The EHDS Regulation has not yet started to apply. HDABs must be connected and ready to receive applications by March 2029. Full coverage of all Article 51 data categories—including the electronic health record, claims and registry data that most observational studies depend on—does not apply until March 2031. The implementing acts from the European Commission that will make these obligations binding are still pending.

The target trial framework’s unresolved problem

The TEHDAS2 guidance resolves one question clearly in favour of companies that have already invested in target trial methodology: the documentation an HDAB wants to see maps almost exactly onto what a pre-specified target trial protocol provides. Defined eligibility criteria, treatment strategies, outcomes, time-zero and causal contrast are precisely what HDAB assessment criteria are designed around. Well-specified applications are also processed more efficiently by data holders, reducing the risk of receiving incomplete or misaligned data—a risk that compounds across multiple jurisdictions.

The guidance also confirms that the purpose declared at application is binding throughout the study lifecycle. Data accessed for scientific research cannot subsequently be reused for marketing activities. This reinforces why companies need to define their comparative effectiveness question—in our view, through a target trial protocol—before approaching an HDAB, not after.

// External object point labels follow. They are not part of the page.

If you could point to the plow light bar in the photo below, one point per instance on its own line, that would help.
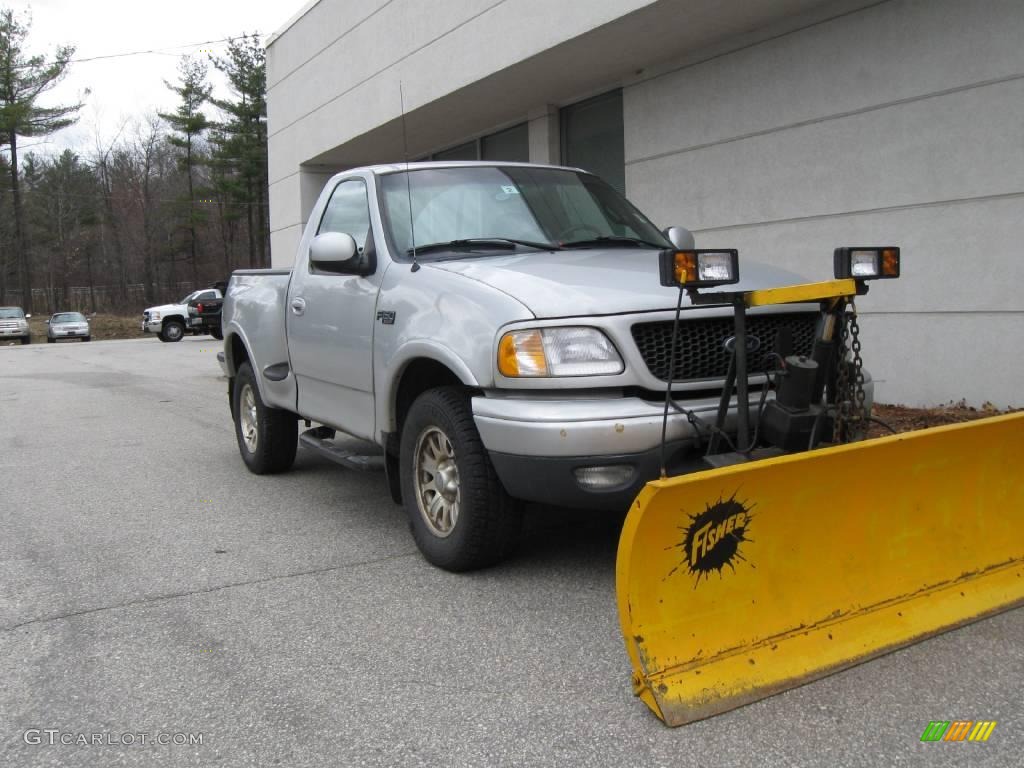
(866, 263)
(699, 268)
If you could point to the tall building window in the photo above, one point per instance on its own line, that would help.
(592, 137)
(511, 144)
(462, 152)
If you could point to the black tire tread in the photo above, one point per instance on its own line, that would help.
(489, 519)
(279, 430)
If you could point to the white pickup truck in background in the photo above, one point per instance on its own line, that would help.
(499, 331)
(169, 322)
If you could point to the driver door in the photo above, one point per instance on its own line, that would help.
(331, 323)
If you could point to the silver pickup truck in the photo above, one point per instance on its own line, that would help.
(500, 333)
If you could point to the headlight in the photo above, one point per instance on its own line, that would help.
(699, 268)
(557, 351)
(865, 263)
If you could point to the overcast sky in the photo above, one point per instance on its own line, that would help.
(131, 86)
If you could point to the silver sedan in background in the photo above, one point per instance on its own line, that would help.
(68, 326)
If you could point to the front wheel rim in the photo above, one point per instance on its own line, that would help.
(248, 418)
(438, 494)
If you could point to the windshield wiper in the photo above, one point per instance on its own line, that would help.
(612, 240)
(506, 243)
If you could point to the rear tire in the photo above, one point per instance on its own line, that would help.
(461, 516)
(267, 436)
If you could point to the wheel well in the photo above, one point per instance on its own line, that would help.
(239, 353)
(419, 376)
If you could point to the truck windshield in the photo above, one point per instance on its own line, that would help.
(511, 203)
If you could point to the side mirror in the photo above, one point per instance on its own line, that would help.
(333, 250)
(681, 238)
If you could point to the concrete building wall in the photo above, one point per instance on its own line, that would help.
(897, 124)
(334, 74)
(780, 127)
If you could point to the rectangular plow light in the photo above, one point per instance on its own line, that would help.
(699, 267)
(866, 263)
(742, 582)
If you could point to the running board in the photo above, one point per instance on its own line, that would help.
(321, 439)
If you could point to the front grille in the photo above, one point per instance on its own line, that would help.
(700, 347)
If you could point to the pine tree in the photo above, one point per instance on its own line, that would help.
(23, 80)
(188, 124)
(240, 142)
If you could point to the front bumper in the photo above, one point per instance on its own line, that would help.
(537, 444)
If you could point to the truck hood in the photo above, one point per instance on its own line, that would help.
(614, 281)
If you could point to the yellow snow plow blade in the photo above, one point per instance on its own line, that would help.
(745, 581)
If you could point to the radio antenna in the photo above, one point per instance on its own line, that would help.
(409, 183)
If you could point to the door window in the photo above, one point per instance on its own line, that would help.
(348, 212)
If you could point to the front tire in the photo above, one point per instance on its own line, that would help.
(267, 436)
(461, 516)
(172, 331)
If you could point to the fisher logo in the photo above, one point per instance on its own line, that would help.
(713, 538)
(958, 730)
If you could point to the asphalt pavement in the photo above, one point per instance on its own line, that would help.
(152, 589)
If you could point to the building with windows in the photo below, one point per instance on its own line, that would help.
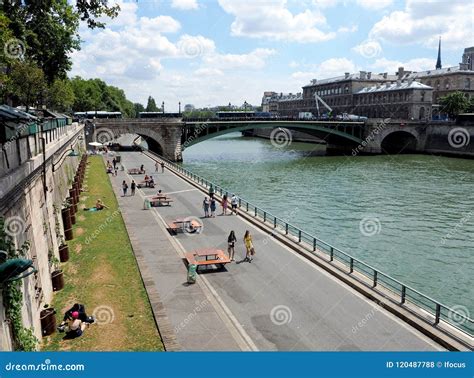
(344, 93)
(404, 100)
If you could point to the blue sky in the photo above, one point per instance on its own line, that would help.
(207, 52)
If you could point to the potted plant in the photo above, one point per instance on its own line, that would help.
(63, 249)
(48, 320)
(57, 278)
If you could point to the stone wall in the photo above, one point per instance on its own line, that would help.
(35, 211)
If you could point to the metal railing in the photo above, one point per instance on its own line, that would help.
(427, 308)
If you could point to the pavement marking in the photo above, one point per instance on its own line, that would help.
(185, 190)
(241, 337)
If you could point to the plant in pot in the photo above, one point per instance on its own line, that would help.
(57, 278)
(63, 249)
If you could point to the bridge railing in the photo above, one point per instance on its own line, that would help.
(416, 302)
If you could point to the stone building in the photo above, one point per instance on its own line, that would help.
(340, 92)
(405, 100)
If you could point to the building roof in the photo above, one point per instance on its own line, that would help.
(395, 87)
(12, 114)
(354, 76)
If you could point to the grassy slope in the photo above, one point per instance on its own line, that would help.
(104, 272)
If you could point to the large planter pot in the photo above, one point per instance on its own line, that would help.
(48, 321)
(57, 280)
(63, 253)
(67, 223)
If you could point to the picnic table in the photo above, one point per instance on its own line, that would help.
(161, 200)
(135, 171)
(184, 225)
(145, 183)
(207, 257)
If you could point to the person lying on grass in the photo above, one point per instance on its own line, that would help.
(98, 206)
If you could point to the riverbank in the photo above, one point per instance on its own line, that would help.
(102, 274)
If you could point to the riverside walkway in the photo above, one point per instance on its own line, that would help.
(280, 301)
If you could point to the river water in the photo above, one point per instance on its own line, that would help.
(411, 216)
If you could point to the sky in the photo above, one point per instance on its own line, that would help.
(208, 53)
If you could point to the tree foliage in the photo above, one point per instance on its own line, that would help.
(94, 94)
(454, 103)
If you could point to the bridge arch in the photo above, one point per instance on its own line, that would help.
(400, 142)
(333, 134)
(155, 140)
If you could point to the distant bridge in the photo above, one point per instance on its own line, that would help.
(170, 136)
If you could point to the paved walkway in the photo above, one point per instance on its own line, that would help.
(278, 302)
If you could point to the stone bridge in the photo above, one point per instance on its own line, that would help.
(170, 136)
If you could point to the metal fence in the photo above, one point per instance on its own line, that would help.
(428, 308)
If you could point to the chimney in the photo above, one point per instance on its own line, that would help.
(400, 73)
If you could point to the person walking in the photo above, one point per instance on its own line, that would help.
(233, 202)
(224, 204)
(124, 188)
(205, 205)
(250, 251)
(213, 207)
(231, 239)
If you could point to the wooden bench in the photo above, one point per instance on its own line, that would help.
(143, 184)
(207, 257)
(161, 202)
(183, 225)
(135, 171)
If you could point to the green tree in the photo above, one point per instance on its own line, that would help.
(454, 103)
(48, 29)
(27, 83)
(61, 95)
(151, 105)
(138, 108)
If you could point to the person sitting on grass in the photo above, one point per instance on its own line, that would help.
(77, 326)
(99, 205)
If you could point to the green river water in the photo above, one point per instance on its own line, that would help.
(411, 216)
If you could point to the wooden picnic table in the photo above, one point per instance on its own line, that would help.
(207, 257)
(181, 224)
(135, 171)
(160, 200)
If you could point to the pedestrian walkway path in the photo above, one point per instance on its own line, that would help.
(280, 301)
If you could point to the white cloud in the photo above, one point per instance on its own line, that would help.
(329, 68)
(421, 22)
(255, 59)
(272, 20)
(368, 48)
(185, 4)
(374, 4)
(391, 66)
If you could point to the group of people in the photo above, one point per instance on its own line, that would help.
(158, 165)
(250, 250)
(210, 204)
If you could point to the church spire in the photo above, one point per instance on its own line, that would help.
(438, 62)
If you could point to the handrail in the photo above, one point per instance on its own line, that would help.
(405, 292)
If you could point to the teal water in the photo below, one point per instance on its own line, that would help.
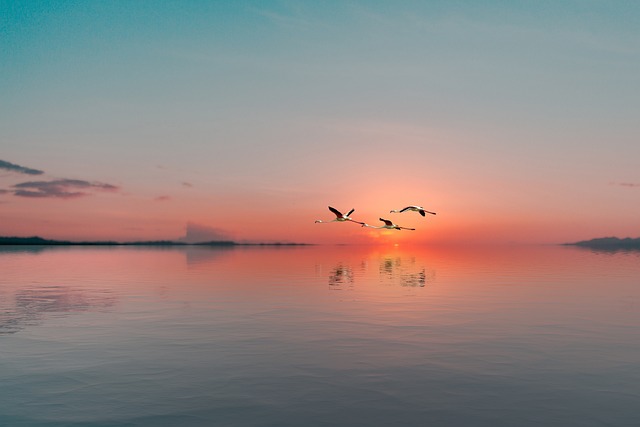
(319, 336)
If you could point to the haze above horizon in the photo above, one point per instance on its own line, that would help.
(244, 121)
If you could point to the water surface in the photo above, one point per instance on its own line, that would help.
(319, 336)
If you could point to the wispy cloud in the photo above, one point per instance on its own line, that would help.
(201, 233)
(61, 188)
(20, 169)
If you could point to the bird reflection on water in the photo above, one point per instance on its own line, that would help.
(392, 271)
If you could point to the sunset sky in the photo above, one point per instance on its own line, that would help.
(127, 120)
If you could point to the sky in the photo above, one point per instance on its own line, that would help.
(514, 121)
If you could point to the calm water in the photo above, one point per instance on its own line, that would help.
(319, 336)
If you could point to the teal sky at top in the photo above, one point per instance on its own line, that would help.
(248, 94)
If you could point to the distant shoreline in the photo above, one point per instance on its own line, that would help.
(609, 243)
(39, 241)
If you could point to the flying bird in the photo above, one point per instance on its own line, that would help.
(415, 209)
(388, 224)
(340, 217)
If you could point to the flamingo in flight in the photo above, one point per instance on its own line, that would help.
(340, 217)
(388, 224)
(420, 209)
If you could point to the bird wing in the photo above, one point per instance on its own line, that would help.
(335, 211)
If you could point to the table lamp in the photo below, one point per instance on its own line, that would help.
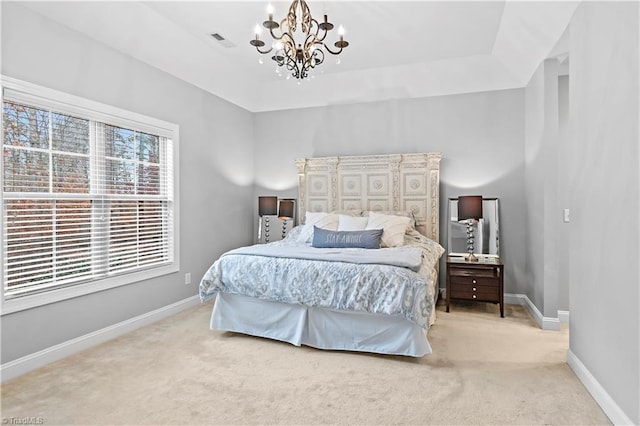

Neither TEHDAS2 nor the EHDS Regulation describes how companies are supposed to navigate this. Preliminary data discovery—catalogue-level information about what datasets exist—is available under EHDS without a formal permit. But catalogue entries confirm that a dataset exists, not that it contains the specific variables, at the required granularity, for the patient population and follow-up period a target trial demands. The gap between what a catalogue describes and what a data holder can actually extract is precisely what the D6.1 maturity framework documents. Closing that gap requires the ability to interrogate patient-level data early enough to inform protocol design—before the protocol is locked, not after it has been submitted.

EHDS is the right long-term answer to the data access problem that target trial emulation has always faced. The new guidance is progress. But the pathway from evidence need to feasibility-confirmed, pre-specified, HDAB-approvable study protocol remains undefined. Until it is defined—whether through formal EHDS mechanisms, national HDAB guidance, or collaborative frameworks between companies and data holders—pre-specification and data access will remain two requirements that each assume the other has already been satisfied.